It is common knowledge that New Zealand industry comprises a vast number of small and medium size companies, owned and run by “the boss” – usually an immensely talented, passionate, resilient and broad shouldered individual that spends many an hour working in (and occasionally “on”) his or her business.
Certainly no one begrudges the effort of this hardy soul, and the commitment is there for all to see.
However, if one of the goals is to grow the business (let alone survive in challenging times), it is essential that these businesses incorporate a focussed and pragmatic “Governance Program”. It does not need to be expensive or “over the top”, but it needs to be there!
Furthermore, it needs to incorporate the differing company levels: from Board … to Owner … to Management.
Good governance is not just for the Board!
The days of running the business by the “seat of the pants” is for the extremely brave, fool hardly, or ignorant.
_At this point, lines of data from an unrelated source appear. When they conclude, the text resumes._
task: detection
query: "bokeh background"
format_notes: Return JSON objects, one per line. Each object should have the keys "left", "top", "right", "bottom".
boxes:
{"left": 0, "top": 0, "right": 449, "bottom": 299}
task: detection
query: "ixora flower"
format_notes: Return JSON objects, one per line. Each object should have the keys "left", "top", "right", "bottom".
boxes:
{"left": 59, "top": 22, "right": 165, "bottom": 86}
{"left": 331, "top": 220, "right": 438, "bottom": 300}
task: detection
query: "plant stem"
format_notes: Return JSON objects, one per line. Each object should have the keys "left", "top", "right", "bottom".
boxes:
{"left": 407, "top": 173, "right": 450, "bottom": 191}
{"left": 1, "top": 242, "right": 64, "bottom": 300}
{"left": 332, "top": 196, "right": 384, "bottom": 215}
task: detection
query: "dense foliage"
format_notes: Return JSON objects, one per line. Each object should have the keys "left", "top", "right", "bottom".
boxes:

The owner/operator may have broad shoulders, but eventually they will crumble under the load – a very painful experience for the owner and other key stakeholders including any fellow shareholders, employees, creditors, customers and suppliers.
I suggest that all companies should have a Governance Program that uses the “power of the team”.
The aim of the Governance Program is to consistently manage, monitor and improve the business – to keep a watchful eye that “the baby” is on track to achieve the strategic and operational goals set by the owner(s) and ratified at Board level.
Ideally these goals will have been flushed out through your strategic and business planning process. (For those who do not believe in planning, my blog “Businessplans – Unplugged” may be of interest!)
- Usually the business owner(s) will take the lead in setting the company vision and goals – importantly with the wider team involvement and buy-in.
- The Board will constructively challenge and push the vision, goals and boundaries – and help to develop appropriate strategies.
- Management will help develop and execute the action plan to achieve these.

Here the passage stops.